Oysa bin yıllık kardeşliğe damga vurmuş bu iki milleti birbirine kırdırarak emellerine ulaşma istediği güden sözde süper güç devletler farkına hala varmadıkları şey geçmişte Çanakkale ve kurtuluş savaşında sırt sırta hak ve hakikat uğruna savaşarak 7 düvele karşı dik durarak kardeşliğin adeta resmini çizmişlerdi bu iki millet. Birbirinden kız alıp vermiş olan Kürtler ve Türkler bu coğrafya için çok önem arz etmektedir. Lozan antlaşması esnasında azınlık hakları konusu gündeme geldiğinde İsmet İnönü Kürtleri azınlık olarak görmediklerini beyan etmişti. Oysa bugün geldiğimiz noktada bu iki milletin sanki asırlardır birbiriyle düşmanmış gibi gösterilmeye çalışılıyor. Bugün Türkiye Cumhuriyeti devleti silahlarınızı alın düşmanla savaşmaya gidiyoruz dese ilk önce Kürt halkı sokağa dökülerek devletinin yanında olduğunu gösterir.

Oysa Osmanlı devletini yıkmak isteyen dış güçlere ajanlık gibi birçok konuda yardımcı olan Ali Kemaller, İskilipli Atıf’larına toz kondurmayanlar o günlere dönüp baksınlar hiçbir Kürt insanın hainlik yaparken yakaladıklarına dair tarih kitaplarında rastlayabilirler mi? Rahmetli Sırrı Süreyya Önder başta olmak üzere barış için çabalayan herkesi bu vesileyle kutlamak da fayda olur sanırım. 2000’li yıllarda kurulan AK Parti hükümetinin başındaki Sayın Cumhurbaşkanımız Recep Tayip Erdoğan herkesin adını dahi telaffuz etmeye çekindiği Kürt sorunun büyük bir kararlılık göstererek üzerine giderek birçok önemli girişimlerde bulunmuş olmasına rağmen sonuçlanmayan o süreç bugün başta Sayın Cumhurbaşkanımız olmak üzere Dem partisi ve Sayın Devlet Bahçeli’nin büyük çabası ile inşallah artık barışla sonuçlanır da dost düşmana birlik mesajlarını tekrar vermek kısmet olur.

Ama beni üzen konu PKK denildiğinde neden Kürtler, insanların aklına geliyor; sanki tüm Kürt halkı teröristmiş imajı verilmeye çalışılıyor.
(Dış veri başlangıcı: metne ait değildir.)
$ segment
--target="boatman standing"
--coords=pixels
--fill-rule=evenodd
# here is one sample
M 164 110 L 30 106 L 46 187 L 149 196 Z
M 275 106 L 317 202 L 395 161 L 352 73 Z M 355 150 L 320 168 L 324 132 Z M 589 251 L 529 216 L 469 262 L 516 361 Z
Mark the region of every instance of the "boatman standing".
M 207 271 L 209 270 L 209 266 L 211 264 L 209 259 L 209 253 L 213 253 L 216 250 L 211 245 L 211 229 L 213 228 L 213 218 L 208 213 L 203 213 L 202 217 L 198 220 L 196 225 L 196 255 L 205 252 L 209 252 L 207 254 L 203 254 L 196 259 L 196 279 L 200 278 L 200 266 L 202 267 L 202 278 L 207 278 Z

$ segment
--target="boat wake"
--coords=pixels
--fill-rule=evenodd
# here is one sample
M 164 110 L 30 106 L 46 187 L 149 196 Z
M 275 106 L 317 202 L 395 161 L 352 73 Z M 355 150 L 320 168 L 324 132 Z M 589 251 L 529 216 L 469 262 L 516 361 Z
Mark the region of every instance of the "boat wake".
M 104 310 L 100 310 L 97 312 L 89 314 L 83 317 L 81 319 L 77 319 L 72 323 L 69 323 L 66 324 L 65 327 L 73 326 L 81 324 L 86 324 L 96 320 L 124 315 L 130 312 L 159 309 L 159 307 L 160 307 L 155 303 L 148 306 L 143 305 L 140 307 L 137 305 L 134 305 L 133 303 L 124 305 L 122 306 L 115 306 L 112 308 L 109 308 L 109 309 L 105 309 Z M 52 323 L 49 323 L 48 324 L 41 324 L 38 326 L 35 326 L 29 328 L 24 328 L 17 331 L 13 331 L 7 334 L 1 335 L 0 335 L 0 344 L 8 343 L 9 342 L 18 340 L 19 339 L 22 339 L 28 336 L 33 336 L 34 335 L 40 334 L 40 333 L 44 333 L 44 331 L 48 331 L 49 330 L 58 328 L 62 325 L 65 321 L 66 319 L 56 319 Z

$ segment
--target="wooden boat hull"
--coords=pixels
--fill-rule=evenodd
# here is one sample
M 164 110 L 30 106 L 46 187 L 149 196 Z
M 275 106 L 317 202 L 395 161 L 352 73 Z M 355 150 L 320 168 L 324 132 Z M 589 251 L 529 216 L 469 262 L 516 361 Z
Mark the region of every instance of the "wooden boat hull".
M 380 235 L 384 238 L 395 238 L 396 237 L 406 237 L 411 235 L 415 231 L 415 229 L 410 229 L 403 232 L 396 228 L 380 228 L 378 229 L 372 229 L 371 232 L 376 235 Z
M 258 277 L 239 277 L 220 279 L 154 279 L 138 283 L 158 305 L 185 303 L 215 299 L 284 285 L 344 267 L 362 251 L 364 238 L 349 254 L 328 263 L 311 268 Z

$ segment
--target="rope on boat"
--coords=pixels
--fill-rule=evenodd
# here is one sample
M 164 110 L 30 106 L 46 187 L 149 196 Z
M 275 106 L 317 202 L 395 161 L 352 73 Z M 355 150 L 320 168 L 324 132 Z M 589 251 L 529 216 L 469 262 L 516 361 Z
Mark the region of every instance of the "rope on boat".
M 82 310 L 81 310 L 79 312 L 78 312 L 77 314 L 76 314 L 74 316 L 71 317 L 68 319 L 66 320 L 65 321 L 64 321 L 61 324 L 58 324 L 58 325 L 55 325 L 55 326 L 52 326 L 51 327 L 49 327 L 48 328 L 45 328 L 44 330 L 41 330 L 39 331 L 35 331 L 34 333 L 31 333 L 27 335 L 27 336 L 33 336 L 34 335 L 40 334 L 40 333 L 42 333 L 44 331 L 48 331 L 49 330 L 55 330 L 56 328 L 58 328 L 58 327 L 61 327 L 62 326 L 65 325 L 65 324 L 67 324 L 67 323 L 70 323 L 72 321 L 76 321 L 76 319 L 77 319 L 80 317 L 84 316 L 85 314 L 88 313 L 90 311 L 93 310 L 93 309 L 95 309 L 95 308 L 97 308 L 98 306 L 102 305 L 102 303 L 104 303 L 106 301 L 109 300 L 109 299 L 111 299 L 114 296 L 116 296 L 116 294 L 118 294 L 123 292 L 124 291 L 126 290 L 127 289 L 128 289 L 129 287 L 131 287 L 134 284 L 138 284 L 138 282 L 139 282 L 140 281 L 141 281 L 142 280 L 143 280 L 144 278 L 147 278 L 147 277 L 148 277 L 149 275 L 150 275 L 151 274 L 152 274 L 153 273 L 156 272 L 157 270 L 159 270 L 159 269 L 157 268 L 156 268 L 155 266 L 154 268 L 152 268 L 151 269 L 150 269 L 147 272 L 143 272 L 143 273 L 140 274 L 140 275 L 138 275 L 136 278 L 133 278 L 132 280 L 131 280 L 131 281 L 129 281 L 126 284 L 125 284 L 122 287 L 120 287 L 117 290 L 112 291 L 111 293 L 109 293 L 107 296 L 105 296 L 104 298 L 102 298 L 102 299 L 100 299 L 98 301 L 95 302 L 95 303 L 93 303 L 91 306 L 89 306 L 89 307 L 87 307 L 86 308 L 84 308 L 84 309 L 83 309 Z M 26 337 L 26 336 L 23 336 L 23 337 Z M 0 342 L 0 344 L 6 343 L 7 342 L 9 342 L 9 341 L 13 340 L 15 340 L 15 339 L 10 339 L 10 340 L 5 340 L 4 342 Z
Bir Kürt olarak bunun farkını bilmeyen insanlarla karşı karşıya gelmek adeta beni derinden üzüyor. Doğrudur; bir terör sorunu var! Ama Kürtlerin, Doğu ve Güney doğu sorunu olarak terörden ayrı tutularak değerlendirilmesi bana göre doğruyu doğurur.” BEN Kürt’üm” terörist değilim demek zorunda bırakılmasın bu insanlar. Artık o bölgeye özellikle Tarım ve hayvancılık başta olmak üzere birçok alanda Devlet destekli yatırımlar yapıldığında eminim ki Kürt sorunu tamamen ortadan kalkacaktır.

Bugün Şanlıurfa’ya gidip yerel halkını konuşturun ne demek istediğimi çok iyi anlarsınız. Eğer bugün Şanlıurfa da Ak Parti hala birinci parti olarak çıkıyorsa bu yaptığı önemli yatırımların yaşayan halkı memnun etmiş olmasından dolayıdır.